We all know what happened to President Abraham Lincoln the night he went to watch Our American Cousin at Ford’s Theater. But what you may not know is that he came perilously close to being assassinated eight months before John Wilkes Booth fired those fatal shots.
Abe and the Lincoln fam had what you might call a summer cottage – a place to relocate when Washington, D.C., got too hot and humid. It was on the grounds of Soldiers’ Home, a government-run facility about three miles north of the White House. (It's still standing, by the way.)
Interestingly, the route, which Lincoln often took on horseback by himself, went right by Walt Whitman’s house at 394 L Street. “I see the President almost every day,” Whitman wrote in 1863. “I see very plainly Abraham Lincoln’s dark brown face, with the deep cut lines, the eyes, always to me with a deep latent sadness in the expression. We have got so that we always exchange bows, and very cordial ones.”
A few of those lines on his face were probably caused by Honest Abe’s habit of working late into the evening at the White House, heading to Soldiers’ Home afterward for a few hours’ rest before coming back to do it all again the next day. It was one of those nights in August of 1864 when Lincoln arrived at the gate of the cottage around 11 p.m. Private John Nichols, the guard posted at the gate, was surprised to hear Lincoln complain that a gunshot had spooked his horse Old Abe, sending him running so fast that Lincoln's famous stovepipe hat had been whisked right off his head.
A couple of soldiers, familiar with Lincoln’s favored route, went back to find the missing hat. When they retrieved it, there was a bullet hole straight through the fabric. They alerted the President, who asked them to please keep their discovery quiet: it was probably just a careless hunter and he didn’t want to worry Mary.
"I can't bring myself to believe that any one has shot at me or will deliberately shoot at me with the deliberate purpose of killing me."
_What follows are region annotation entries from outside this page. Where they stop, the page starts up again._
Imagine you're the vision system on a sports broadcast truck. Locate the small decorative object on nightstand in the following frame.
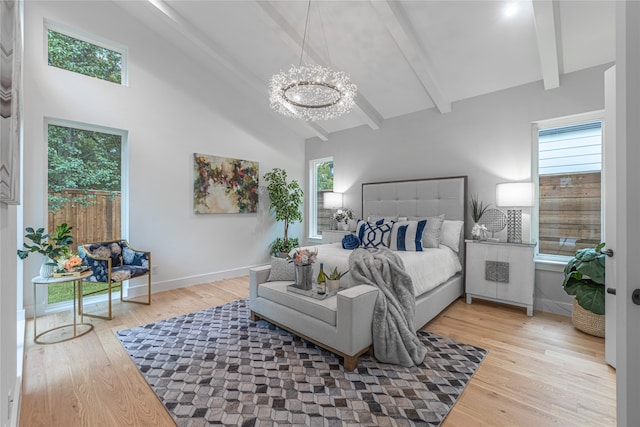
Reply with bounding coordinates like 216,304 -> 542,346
465,240 -> 536,316
322,230 -> 350,243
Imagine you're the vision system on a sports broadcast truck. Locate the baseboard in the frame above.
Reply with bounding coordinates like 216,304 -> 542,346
128,265 -> 257,298
533,298 -> 573,316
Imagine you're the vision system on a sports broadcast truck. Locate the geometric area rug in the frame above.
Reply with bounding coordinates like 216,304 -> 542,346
117,300 -> 487,427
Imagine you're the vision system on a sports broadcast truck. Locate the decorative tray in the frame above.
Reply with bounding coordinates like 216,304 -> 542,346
287,285 -> 344,300
53,267 -> 91,279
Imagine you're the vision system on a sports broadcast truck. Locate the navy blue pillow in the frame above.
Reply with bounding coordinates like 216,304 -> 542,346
342,234 -> 360,250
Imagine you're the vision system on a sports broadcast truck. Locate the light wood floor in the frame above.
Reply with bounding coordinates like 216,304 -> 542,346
20,277 -> 615,427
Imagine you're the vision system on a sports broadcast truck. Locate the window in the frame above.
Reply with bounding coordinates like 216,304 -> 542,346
536,116 -> 604,259
47,25 -> 126,84
309,157 -> 333,239
47,121 -> 125,304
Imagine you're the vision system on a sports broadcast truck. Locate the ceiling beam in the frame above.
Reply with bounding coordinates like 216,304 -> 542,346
121,0 -> 329,141
532,0 -> 560,90
255,1 -> 384,130
371,0 -> 451,114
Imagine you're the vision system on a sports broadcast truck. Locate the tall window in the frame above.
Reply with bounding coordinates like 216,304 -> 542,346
537,115 -> 604,257
309,157 -> 333,239
47,122 -> 125,304
47,24 -> 126,84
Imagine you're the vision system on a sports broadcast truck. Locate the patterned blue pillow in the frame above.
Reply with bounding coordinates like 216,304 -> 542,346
358,221 -> 393,248
389,219 -> 427,252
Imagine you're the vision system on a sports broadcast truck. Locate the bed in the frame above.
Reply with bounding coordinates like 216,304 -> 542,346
249,176 -> 468,370
332,176 -> 468,328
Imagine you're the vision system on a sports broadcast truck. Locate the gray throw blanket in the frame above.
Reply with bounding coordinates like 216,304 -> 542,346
349,247 -> 427,366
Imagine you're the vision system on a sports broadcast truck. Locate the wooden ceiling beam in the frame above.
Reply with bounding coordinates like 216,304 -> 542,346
255,1 -> 384,130
371,0 -> 451,113
532,0 -> 560,90
121,0 -> 329,141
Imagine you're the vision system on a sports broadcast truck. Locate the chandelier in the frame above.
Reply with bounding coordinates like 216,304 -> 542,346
269,0 -> 358,121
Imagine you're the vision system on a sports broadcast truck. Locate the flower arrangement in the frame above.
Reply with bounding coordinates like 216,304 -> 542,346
333,208 -> 356,223
328,267 -> 349,280
287,249 -> 318,265
18,223 -> 73,264
54,255 -> 82,273
471,194 -> 491,223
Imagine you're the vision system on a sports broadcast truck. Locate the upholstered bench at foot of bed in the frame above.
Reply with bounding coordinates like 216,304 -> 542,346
249,265 -> 378,371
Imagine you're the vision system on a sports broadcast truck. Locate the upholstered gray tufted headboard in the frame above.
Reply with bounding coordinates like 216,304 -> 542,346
362,176 -> 468,269
362,176 -> 467,221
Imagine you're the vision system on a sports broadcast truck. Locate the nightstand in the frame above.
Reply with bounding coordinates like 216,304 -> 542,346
322,230 -> 353,243
465,240 -> 536,316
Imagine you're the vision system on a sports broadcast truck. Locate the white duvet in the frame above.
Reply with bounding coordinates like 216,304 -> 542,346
308,243 -> 462,296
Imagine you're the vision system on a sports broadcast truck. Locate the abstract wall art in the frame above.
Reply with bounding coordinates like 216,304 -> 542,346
193,153 -> 259,214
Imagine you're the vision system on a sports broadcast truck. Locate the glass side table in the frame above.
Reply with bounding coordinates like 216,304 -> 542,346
31,270 -> 93,344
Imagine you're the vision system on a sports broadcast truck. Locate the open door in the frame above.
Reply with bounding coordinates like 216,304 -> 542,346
607,1 -> 640,426
602,65 -> 617,368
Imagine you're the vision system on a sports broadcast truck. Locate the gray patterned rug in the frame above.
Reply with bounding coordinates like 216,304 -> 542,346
117,300 -> 486,427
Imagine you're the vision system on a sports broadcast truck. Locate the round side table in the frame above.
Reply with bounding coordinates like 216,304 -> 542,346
31,270 -> 93,344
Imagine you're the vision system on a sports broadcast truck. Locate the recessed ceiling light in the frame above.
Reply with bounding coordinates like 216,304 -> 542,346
504,2 -> 518,18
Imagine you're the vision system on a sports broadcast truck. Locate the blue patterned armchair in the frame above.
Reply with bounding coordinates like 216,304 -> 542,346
78,240 -> 151,320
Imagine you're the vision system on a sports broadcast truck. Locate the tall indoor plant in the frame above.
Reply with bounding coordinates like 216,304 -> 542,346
562,243 -> 605,336
264,168 -> 304,256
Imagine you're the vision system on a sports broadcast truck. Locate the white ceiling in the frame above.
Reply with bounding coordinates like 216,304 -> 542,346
119,0 -> 615,139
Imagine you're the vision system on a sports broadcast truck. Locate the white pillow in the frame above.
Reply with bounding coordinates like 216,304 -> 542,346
367,216 -> 398,223
440,219 -> 464,252
389,219 -> 427,252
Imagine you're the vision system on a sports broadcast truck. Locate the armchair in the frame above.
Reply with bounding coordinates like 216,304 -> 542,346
78,240 -> 151,320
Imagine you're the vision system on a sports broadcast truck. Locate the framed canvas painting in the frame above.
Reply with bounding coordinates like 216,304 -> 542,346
193,153 -> 259,214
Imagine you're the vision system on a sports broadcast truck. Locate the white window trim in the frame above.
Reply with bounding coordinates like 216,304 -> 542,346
43,117 -> 129,314
44,18 -> 129,86
309,156 -> 333,240
531,110 -> 605,262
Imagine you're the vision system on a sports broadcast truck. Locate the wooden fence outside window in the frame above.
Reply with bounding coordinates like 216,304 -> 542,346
48,189 -> 122,247
538,172 -> 602,256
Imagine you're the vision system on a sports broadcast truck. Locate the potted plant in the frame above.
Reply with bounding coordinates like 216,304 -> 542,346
264,168 -> 304,256
18,223 -> 73,277
471,194 -> 491,240
287,249 -> 318,291
562,243 -> 605,337
327,267 -> 349,292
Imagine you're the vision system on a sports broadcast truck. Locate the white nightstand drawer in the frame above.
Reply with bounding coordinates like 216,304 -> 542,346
466,241 -> 535,316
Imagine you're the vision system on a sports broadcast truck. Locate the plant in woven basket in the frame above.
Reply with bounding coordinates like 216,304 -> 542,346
562,242 -> 605,315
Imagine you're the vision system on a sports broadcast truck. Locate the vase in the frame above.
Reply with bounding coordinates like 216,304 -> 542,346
40,258 -> 54,279
296,264 -> 313,291
571,299 -> 605,338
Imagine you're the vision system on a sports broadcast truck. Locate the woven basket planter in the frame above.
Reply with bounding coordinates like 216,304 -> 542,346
571,298 -> 604,338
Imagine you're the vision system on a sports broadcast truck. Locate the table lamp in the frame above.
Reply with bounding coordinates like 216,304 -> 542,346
496,182 -> 534,243
322,191 -> 343,230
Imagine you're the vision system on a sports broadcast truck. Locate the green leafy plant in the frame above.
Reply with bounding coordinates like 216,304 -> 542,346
562,242 -> 605,314
264,168 -> 304,256
327,267 -> 349,280
18,222 -> 73,265
471,194 -> 491,223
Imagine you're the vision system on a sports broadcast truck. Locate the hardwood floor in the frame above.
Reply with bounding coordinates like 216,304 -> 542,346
20,277 -> 615,427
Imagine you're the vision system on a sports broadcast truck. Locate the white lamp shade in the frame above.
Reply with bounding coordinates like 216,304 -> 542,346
322,191 -> 342,209
496,182 -> 534,207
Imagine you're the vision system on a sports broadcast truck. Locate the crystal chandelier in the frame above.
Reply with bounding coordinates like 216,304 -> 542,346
269,0 -> 358,121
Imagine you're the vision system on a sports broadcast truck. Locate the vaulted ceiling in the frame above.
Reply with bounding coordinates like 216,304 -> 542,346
119,0 -> 615,139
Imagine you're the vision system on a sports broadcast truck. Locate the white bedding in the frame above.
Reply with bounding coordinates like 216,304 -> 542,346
308,243 -> 462,296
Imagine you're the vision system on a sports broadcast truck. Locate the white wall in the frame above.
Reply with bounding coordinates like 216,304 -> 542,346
24,1 -> 304,314
306,65 -> 610,314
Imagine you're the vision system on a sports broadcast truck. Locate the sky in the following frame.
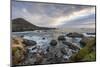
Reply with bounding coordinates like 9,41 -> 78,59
12,1 -> 96,28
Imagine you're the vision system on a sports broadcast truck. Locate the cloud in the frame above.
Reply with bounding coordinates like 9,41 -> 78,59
12,1 -> 95,28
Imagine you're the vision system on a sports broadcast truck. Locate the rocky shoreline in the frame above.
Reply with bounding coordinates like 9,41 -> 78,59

According to historian Charles Bracelen Flood's 1864: Lincoln at the Gates of History, Lincoln later told the story as if it were a joke, commenting that Old Abe had come closer to killing him than the would-be assassin did. “I was left in doubt whether death was more desirable from being thrown from a runaway federal horse, or as the tragic result of a rifle-ball fired by a disloyal bushwhacker in the middle of the night."